Growing up in England, I was ashamed of my identity. Teenagers leap on any difference, and my background - even in Oxford, a university city with an ever-changing population of visiting academics - made me feel like an alien. Because I had an English accent, people felt free to say how much they hated Europeans and Americans around me. At one point, I considered changing my last name to Ward, because whenever I had to tell someone my last name over the phone, that's what they would repeat back to me. "Werdmüller." "Ward?" "Werdmüller." "Ward."

As I grew older, I began to bristle against this more and more. "You can become a British citizen, you know," people would tell me, almost without fail, whenever they discovered I wasn't. It was meant kindly, I think: they were proud of their national identity, and they wanted me to be able to attach that metadata to mine, too.

What they missed was that it was an erasure of who I was.

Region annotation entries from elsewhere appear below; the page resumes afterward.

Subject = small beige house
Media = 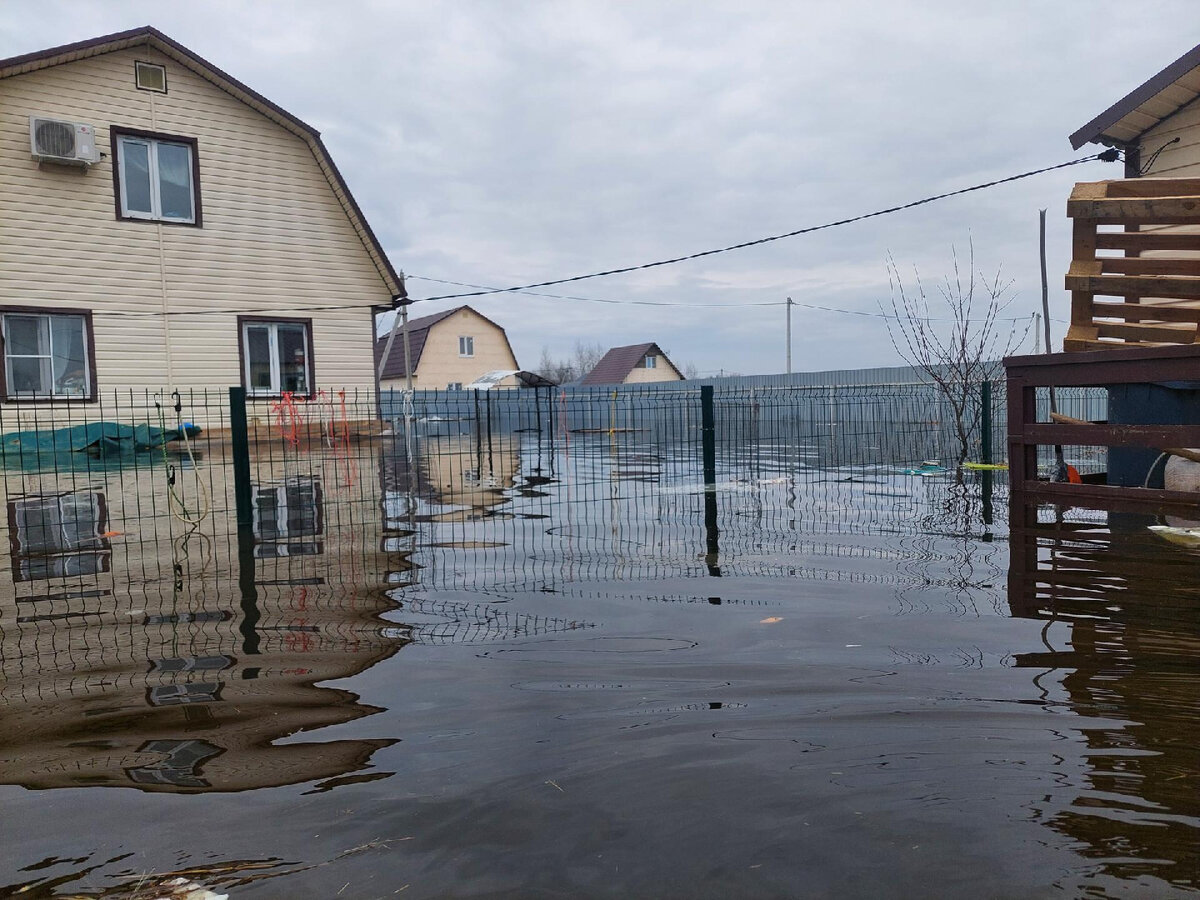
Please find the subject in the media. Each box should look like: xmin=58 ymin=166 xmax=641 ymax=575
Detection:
xmin=0 ymin=28 xmax=403 ymax=415
xmin=580 ymin=342 xmax=684 ymax=384
xmin=376 ymin=306 xmax=520 ymax=390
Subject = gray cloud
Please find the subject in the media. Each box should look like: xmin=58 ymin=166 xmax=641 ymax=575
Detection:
xmin=0 ymin=0 xmax=1193 ymax=372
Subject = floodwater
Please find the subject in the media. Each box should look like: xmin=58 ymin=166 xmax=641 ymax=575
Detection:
xmin=0 ymin=434 xmax=1200 ymax=898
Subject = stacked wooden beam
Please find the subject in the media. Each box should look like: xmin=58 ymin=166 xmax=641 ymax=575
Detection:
xmin=1063 ymin=178 xmax=1200 ymax=350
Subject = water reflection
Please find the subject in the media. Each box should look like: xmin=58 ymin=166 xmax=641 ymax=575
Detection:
xmin=8 ymin=491 xmax=110 ymax=582
xmin=1008 ymin=509 xmax=1200 ymax=886
xmin=0 ymin=473 xmax=410 ymax=792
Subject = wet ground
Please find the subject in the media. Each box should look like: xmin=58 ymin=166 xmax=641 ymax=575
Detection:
xmin=0 ymin=434 xmax=1200 ymax=898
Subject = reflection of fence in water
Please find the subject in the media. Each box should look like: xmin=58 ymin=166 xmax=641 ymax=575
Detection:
xmin=1008 ymin=505 xmax=1200 ymax=889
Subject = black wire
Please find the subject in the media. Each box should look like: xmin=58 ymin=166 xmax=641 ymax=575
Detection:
xmin=54 ymin=150 xmax=1116 ymax=318
xmin=404 ymin=272 xmax=1028 ymax=322
xmin=421 ymin=151 xmax=1114 ymax=301
xmin=1138 ymin=136 xmax=1180 ymax=178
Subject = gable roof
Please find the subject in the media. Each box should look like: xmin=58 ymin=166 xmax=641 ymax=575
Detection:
xmin=580 ymin=341 xmax=683 ymax=384
xmin=1070 ymin=46 xmax=1200 ymax=150
xmin=0 ymin=25 xmax=408 ymax=302
xmin=376 ymin=305 xmax=516 ymax=379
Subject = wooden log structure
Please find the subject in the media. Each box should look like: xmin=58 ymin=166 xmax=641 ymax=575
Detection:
xmin=1004 ymin=343 xmax=1200 ymax=514
xmin=1063 ymin=178 xmax=1200 ymax=350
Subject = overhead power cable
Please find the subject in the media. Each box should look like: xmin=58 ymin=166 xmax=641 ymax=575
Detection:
xmin=404 ymin=272 xmax=1057 ymax=322
xmin=420 ymin=149 xmax=1120 ymax=301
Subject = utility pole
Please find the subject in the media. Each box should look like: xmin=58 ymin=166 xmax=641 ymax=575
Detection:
xmin=787 ymin=298 xmax=793 ymax=374
xmin=376 ymin=272 xmax=413 ymax=391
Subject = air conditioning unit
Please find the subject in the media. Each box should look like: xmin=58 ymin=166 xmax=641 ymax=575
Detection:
xmin=29 ymin=115 xmax=100 ymax=167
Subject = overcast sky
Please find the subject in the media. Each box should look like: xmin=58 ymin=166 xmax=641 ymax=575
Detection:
xmin=0 ymin=0 xmax=1200 ymax=374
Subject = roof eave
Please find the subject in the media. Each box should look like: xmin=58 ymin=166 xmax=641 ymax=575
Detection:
xmin=1070 ymin=44 xmax=1200 ymax=150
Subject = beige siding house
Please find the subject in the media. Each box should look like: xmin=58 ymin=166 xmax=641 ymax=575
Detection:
xmin=580 ymin=342 xmax=684 ymax=384
xmin=0 ymin=28 xmax=403 ymax=425
xmin=376 ymin=306 xmax=518 ymax=390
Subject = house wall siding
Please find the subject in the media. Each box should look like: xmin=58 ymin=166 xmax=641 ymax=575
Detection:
xmin=0 ymin=47 xmax=390 ymax=422
xmin=383 ymin=310 xmax=518 ymax=390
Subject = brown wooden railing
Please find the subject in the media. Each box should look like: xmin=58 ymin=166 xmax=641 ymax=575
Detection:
xmin=1063 ymin=178 xmax=1200 ymax=350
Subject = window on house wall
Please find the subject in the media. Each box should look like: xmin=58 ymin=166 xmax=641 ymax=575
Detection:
xmin=113 ymin=131 xmax=200 ymax=224
xmin=239 ymin=319 xmax=313 ymax=397
xmin=133 ymin=60 xmax=167 ymax=94
xmin=0 ymin=311 xmax=95 ymax=400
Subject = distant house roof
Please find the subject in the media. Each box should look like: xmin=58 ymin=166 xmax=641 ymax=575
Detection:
xmin=463 ymin=368 xmax=556 ymax=391
xmin=580 ymin=341 xmax=683 ymax=384
xmin=1070 ymin=46 xmax=1200 ymax=150
xmin=376 ymin=306 xmax=516 ymax=379
xmin=0 ymin=25 xmax=407 ymax=301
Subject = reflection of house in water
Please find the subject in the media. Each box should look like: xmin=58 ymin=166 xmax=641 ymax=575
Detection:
xmin=252 ymin=475 xmax=325 ymax=559
xmin=1009 ymin=510 xmax=1200 ymax=886
xmin=8 ymin=491 xmax=110 ymax=581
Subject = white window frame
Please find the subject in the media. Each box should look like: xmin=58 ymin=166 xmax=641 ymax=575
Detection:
xmin=0 ymin=310 xmax=94 ymax=401
xmin=241 ymin=319 xmax=316 ymax=397
xmin=116 ymin=134 xmax=196 ymax=224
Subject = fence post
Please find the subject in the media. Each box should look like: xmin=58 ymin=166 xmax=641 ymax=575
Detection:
xmin=700 ymin=384 xmax=721 ymax=577
xmin=229 ymin=388 xmax=254 ymax=529
xmin=229 ymin=388 xmax=260 ymax=654
xmin=700 ymin=384 xmax=716 ymax=486
xmin=979 ymin=378 xmax=991 ymax=464
xmin=979 ymin=378 xmax=994 ymax=532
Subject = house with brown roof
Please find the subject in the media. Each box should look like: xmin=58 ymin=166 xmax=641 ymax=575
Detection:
xmin=580 ymin=341 xmax=684 ymax=384
xmin=0 ymin=28 xmax=404 ymax=415
xmin=376 ymin=306 xmax=520 ymax=390
xmin=1070 ymin=46 xmax=1200 ymax=178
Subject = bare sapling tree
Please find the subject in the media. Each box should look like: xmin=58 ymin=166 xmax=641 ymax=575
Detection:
xmin=538 ymin=341 xmax=605 ymax=384
xmin=880 ymin=242 xmax=1030 ymax=464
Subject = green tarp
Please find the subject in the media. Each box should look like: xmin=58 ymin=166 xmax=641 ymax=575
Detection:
xmin=0 ymin=422 xmax=200 ymax=466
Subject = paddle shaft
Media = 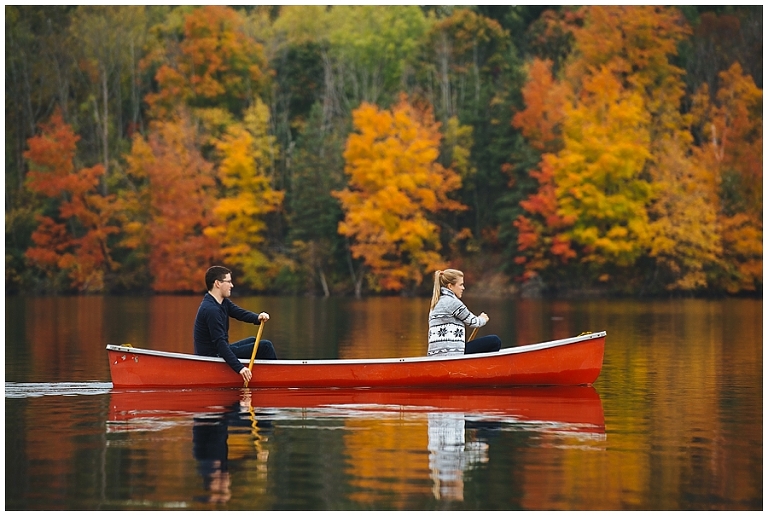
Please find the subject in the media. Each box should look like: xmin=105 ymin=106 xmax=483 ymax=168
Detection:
xmin=245 ymin=321 xmax=267 ymax=387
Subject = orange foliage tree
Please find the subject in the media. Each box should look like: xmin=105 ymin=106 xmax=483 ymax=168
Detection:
xmin=335 ymin=95 xmax=464 ymax=291
xmin=121 ymin=116 xmax=220 ymax=292
xmin=144 ymin=5 xmax=266 ymax=118
xmin=205 ymin=100 xmax=284 ymax=289
xmin=694 ymin=63 xmax=763 ymax=293
xmin=513 ymin=6 xmax=719 ymax=289
xmin=24 ymin=109 xmax=118 ymax=292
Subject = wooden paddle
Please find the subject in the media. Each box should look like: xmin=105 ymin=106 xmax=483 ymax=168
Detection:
xmin=243 ymin=321 xmax=267 ymax=387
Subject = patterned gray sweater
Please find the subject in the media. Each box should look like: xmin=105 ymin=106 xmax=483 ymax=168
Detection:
xmin=427 ymin=287 xmax=486 ymax=356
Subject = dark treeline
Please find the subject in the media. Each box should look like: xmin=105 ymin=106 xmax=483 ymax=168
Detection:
xmin=5 ymin=6 xmax=763 ymax=295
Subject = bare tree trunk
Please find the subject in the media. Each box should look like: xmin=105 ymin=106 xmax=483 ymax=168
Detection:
xmin=317 ymin=267 xmax=331 ymax=297
xmin=101 ymin=68 xmax=109 ymax=195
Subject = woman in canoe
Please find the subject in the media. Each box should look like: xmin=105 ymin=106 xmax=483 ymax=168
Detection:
xmin=427 ymin=269 xmax=501 ymax=356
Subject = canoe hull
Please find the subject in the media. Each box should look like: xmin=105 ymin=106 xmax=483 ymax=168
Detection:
xmin=107 ymin=332 xmax=605 ymax=388
xmin=108 ymin=386 xmax=605 ymax=435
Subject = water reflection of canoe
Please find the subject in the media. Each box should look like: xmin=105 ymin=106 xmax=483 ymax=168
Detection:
xmin=109 ymin=386 xmax=605 ymax=434
xmin=107 ymin=332 xmax=606 ymax=388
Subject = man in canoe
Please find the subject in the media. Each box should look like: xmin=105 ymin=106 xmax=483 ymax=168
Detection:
xmin=427 ymin=269 xmax=501 ymax=356
xmin=194 ymin=265 xmax=277 ymax=382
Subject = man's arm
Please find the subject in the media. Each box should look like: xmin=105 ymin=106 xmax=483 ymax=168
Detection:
xmin=224 ymin=299 xmax=269 ymax=324
xmin=206 ymin=308 xmax=247 ymax=374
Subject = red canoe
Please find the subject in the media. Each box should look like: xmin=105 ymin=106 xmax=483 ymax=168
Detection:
xmin=108 ymin=386 xmax=605 ymax=434
xmin=107 ymin=331 xmax=606 ymax=388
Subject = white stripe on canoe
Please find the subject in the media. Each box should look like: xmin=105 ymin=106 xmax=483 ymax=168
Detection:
xmin=107 ymin=331 xmax=606 ymax=365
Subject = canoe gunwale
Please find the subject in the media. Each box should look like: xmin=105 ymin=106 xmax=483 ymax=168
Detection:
xmin=107 ymin=331 xmax=606 ymax=365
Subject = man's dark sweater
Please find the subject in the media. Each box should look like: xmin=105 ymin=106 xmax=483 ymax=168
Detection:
xmin=194 ymin=293 xmax=260 ymax=373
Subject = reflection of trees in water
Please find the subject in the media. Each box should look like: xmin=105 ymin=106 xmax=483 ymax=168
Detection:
xmin=427 ymin=412 xmax=488 ymax=501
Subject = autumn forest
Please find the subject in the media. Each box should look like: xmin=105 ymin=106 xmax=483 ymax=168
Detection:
xmin=5 ymin=5 xmax=763 ymax=296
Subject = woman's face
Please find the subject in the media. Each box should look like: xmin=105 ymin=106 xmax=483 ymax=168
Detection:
xmin=448 ymin=278 xmax=464 ymax=299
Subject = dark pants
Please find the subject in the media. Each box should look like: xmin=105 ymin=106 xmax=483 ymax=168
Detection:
xmin=464 ymin=335 xmax=501 ymax=355
xmin=229 ymin=337 xmax=277 ymax=360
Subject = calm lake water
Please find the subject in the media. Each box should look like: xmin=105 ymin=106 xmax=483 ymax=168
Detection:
xmin=5 ymin=296 xmax=763 ymax=510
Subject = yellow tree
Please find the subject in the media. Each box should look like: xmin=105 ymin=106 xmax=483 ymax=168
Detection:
xmin=335 ymin=95 xmax=464 ymax=291
xmin=205 ymin=99 xmax=284 ymax=289
xmin=694 ymin=63 xmax=763 ymax=293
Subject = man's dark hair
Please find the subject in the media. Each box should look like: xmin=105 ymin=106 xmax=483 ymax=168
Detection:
xmin=205 ymin=265 xmax=232 ymax=290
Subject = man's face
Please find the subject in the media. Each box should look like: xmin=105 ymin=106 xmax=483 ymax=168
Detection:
xmin=216 ymin=274 xmax=234 ymax=297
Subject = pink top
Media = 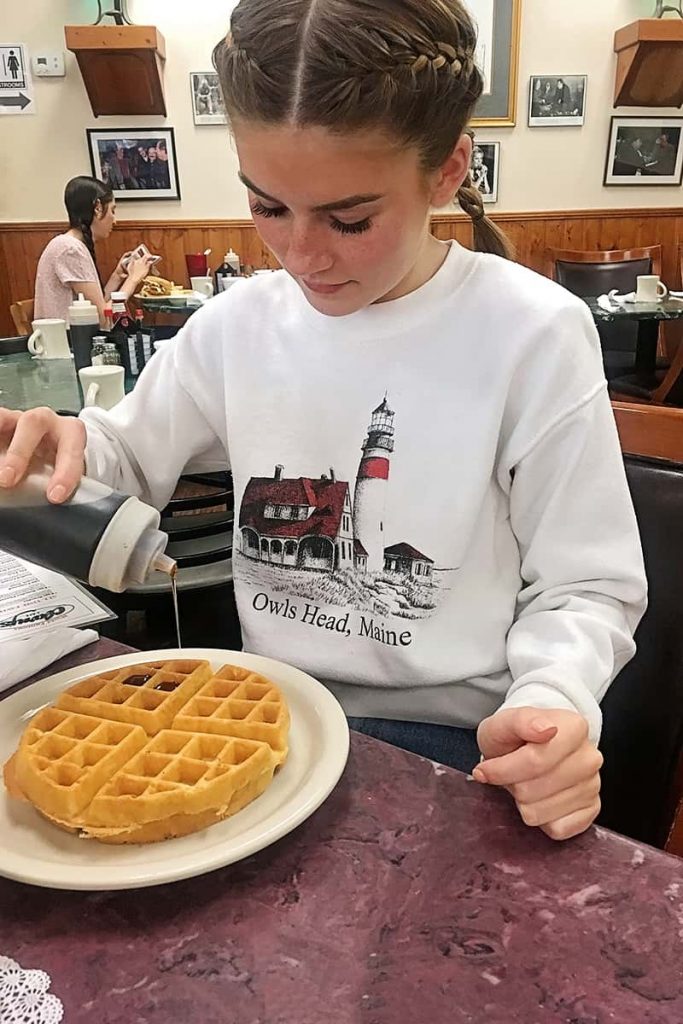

My identity really is wrapped up in all these migrations of people - not just hundreds of years ago, but right now. All of it is a part of me. If you asked me today, I wouldn't change my name for the world, and I wouldn't give up any of my history to be able to say I was from any one place. I'm an immigrant everywhere, and that's okay. I proudly come from a long line of immigrants and nomads.

I've learned, the hard way, that this is confronting for many people. They're proud of being British or American, and perhaps my rejection of that somehow reflects on those values. Nationality and religion are shortcuts to identity, in the same way the way you dress can be. In particular, the idea that I am not tethered to any one country - and don't want to be - is very difficult to accept. As one ex-girlfriend put it, "it's like you don't want to fit in".

Today, a growing percentage of the world's population - a little over 40% - is connected over the Internet. We have the ability to  speak to people virtually anywhere, instantly, which means relationships can emerge over greater distances, in greater numbers. The number of dual or multiple citizenships has been rapidly increasing during my lifetime (although no government officially keeps track), and it will continue as more and more people gain the freedom to easily travel and communicate globally.

Many people complain about how immigration is changing the cultural landscape of their country. In America, a country founded by immigrants relatively recently, this is ridiculous. But it's ridiculous everywhere: in a sense, the world is a country of immigrants. Borders can be seen as a kind of top-down attempt to inhibit movement in order to preserve resources, but people have always moved. The ebb and flow of populations is the heartbeat of human civilization.

Which brings me back to my hypothetical future children. I'm anxious that they not be forced to fit into someone else's cookie-cutter idea of what their identity should be. They have the rich histories of the two people who will lead to them; of countries and religion, persecution and immigration. Ultimately, they will have the privilege of deciding who they want to be, and how they define themselves. The usual metadata need not apply.